A lei é defendida principalmente por federações industriais e comerciais como forma de regulamentar uma atividade já existente e fornecer amparo jurídico às empresas. Em pesquisa encomendada pela Federação das Indústrias do Estado de São Paulo ao Instituto GPP, 73,2% das 235 indústrias entrevistadas afirmaram utilizar mão de obra terceirizada, aomesmo tempo em que, das que deixaram de utilizá-la, 53,1% o fizeram devido à insegurança jurídica. A Federação também argumenta que, com a nova legislação, cerca de 700 mil empregos podem ser gerados só no estado de São Paulo, podendo chegar a 3 milhões no país inteiro.

Em entrevista ao JC, Delano Coimbra, assessor jurídico da Federação do Comércio de Bens, Serviços e Turismo do Estado de São Paulo (Fecomercio), defendeu a terceirização como forma de agilizar a contratação e classificou a lei como vantajosa ao trabalhador, já que a empresa prestadora de serviços passa a ter que fornecer garantia financeira de que irá recolher todos os encargos trabalhistas, como FGTS e previdência social. “Hoje, ele [o trabalhador] pode descobrir quando for mandado embora que não pagaram a previdência, que o fundo de garantia está zerado”, exemplifica. Coimbra também defende que a lei representa melhora na competitividade das empresas nacionais, já que, com o aumento de produtividade resultante da mudança “elas vão poder concorrer em melhores condições com as empresas de fora do país”.

Já os opositores afirmam que o projeto amplia a precarização do trabalho e pode até pôr em risco direitos assegurados pela legislação trabalhista vigente desde 1943. Em aula pública realizada no vão livre do MASP no último dia 16, Ruy Braga, professor da USP e especialista em sociologia do trabalho, voltou a classificar a aprovação da lei como “a pior derrota popular desde [o golpe militar de] 1964”. Ele afirma que, apesar de continuar contemplado pela CLT, o funcionário terceirizado acaba prejudicado pela alta rotatividade. “Você tem uma dinâmica muito perversa de contratação e demissão que faz com que o sujeito se afaste muito daqueles que são os direitos mais ou menos reconhecidos, por exemplo, o décimo terceiro salário, as férias”, explica. Braga cita também a pesquisa conduzida pelo DIEESE (Departamento Intersindical de Estatísticas e Estudos Socioeconomicos) que conclui que o funcionário terceirizado trabalha cerca de três horas a mais, ao mesmo tempo em que recebe cerca de 25% a menos que aquele contratado diretamente.

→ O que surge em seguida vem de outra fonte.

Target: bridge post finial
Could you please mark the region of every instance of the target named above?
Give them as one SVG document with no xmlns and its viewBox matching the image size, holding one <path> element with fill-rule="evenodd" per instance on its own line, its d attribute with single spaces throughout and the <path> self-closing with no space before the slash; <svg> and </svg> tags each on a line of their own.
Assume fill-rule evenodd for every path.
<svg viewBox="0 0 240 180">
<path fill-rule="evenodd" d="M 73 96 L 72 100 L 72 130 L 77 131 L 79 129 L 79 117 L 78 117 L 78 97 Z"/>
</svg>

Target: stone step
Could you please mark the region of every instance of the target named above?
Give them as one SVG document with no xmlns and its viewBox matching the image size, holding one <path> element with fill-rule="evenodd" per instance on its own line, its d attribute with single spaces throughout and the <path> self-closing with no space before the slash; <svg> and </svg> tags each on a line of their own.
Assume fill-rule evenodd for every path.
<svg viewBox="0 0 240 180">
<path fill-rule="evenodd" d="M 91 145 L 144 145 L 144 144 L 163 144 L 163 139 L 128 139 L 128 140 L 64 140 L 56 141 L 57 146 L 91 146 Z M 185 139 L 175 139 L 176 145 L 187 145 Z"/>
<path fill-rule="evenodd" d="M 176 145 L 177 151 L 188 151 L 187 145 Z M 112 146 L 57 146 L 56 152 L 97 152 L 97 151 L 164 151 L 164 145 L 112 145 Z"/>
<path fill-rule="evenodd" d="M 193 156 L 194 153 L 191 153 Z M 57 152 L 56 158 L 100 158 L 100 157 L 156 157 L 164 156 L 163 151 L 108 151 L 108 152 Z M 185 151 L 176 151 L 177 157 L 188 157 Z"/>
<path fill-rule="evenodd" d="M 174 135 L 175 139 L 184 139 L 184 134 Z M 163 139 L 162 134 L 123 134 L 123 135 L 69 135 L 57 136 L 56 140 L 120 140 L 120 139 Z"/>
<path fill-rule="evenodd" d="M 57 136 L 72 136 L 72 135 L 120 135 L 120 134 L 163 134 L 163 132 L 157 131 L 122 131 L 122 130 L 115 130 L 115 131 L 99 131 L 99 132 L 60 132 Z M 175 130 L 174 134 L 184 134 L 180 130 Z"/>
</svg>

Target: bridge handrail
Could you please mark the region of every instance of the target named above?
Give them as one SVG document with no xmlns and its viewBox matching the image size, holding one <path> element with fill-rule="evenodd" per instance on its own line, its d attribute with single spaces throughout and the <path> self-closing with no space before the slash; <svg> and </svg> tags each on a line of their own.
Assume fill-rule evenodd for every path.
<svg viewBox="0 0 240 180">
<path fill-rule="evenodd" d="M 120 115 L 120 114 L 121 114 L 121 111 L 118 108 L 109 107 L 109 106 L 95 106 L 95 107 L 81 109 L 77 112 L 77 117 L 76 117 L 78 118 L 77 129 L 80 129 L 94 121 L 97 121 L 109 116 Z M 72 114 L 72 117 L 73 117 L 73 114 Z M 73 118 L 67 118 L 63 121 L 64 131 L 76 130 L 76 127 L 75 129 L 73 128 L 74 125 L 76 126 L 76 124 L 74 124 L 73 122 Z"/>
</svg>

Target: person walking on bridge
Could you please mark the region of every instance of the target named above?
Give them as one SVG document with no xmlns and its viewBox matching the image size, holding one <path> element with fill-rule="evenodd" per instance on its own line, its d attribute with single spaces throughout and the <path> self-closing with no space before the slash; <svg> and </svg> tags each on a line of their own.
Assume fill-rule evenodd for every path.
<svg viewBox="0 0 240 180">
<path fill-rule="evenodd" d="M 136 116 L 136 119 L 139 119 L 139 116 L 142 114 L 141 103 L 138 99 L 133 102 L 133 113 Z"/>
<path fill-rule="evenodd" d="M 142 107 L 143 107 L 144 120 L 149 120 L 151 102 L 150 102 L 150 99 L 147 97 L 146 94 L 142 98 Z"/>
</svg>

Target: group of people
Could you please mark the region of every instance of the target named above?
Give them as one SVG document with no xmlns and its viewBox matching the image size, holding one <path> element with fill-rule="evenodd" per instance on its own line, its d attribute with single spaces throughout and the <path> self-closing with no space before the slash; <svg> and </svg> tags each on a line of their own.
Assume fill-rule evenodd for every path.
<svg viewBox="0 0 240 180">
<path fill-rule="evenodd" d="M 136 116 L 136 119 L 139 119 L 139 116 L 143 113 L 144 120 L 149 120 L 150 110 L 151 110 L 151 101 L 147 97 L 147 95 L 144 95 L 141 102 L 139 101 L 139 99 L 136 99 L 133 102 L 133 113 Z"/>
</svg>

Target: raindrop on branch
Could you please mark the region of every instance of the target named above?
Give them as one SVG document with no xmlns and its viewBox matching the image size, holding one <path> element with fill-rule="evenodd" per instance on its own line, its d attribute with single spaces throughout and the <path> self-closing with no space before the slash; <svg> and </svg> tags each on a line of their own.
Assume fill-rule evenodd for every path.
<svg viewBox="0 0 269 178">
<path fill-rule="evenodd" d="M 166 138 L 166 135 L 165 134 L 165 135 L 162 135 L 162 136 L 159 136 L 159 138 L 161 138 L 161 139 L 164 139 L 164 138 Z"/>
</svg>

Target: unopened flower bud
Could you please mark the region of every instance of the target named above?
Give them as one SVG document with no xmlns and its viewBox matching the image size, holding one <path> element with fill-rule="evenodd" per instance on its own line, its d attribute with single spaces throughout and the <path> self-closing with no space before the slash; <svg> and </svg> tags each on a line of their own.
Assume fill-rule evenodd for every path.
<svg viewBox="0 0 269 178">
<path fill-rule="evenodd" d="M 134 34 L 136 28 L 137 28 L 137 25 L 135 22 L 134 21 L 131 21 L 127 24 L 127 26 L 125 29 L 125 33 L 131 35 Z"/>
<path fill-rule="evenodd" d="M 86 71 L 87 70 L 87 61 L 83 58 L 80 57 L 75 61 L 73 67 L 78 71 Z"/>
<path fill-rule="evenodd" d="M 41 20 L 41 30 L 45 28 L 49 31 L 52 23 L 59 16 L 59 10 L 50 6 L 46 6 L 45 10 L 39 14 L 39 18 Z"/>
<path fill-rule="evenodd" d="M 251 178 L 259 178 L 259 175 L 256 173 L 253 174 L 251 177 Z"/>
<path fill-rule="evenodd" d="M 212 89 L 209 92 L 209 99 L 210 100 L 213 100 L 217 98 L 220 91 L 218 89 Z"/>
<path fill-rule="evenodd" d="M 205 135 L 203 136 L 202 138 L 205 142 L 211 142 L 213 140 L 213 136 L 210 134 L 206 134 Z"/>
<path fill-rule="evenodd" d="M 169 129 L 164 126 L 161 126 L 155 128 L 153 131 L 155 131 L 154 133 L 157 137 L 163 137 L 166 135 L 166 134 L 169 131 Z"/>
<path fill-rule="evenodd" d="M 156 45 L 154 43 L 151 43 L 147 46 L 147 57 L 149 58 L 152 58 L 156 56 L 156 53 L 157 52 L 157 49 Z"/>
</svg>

A aprovação do projeto também não tem sido bem recebida por centrais sindicais e movimentos sociais, que têm articulado paralisações por diversas cidades, e prometem greves caso a mudança seja efetivada. Em 15 de abril, data definida como dia de mobilização nacional, grupos tomaram as ruas pelo país inteiro. Em São Paulo, o ato principal contou com 40 mil manifestantes, na contagem dos organizadores, ou 3,8 mil, segundo a polícia.

Após a discussão sobre as emendas, o projeto segue para votação no Senado e, caso aprovado, para sanção presidencial. É esperado que a presidente Dilma Rousseff, se alinhada com a votação dos deputados do PT, vete a mudança, ao menos em parte. A Câmara e o Senado, porém, podem derrubar o veto e optar por manter a nova lei.

“Projeto interessa só às grandes corporações”
Contrária à aprovação do projeto, Valdete Severo, juíza do trabalho e integrante do grupo de pesquisa Trabalho e Capital, ligado à Faculdade de Direito da USP, classifica as mudanças na legislação como o retorno “à situação de barbárie que determinou o surgimento de um direito do trabalho”. Em entrevista ao JC, falou sobre as críticas à nova lei:

JC: Um argumento favorável ao PL 4.330 é que ele formalizará a terceirização não regulamentada. A nova lei é necessária? Ela representa proteção ao funcionário?
Valdete: A lei permitirá apenas mais precarização nas relações de trabalho. O projeto interessa só às grandes empresas, que querem enxugar gastos à custa dos direitos dos trabalhadores. Não há necessidade de lei sobre terceirização, o que precisa é o combate à essa forma de atravessamento na relação entre capital e trabalho.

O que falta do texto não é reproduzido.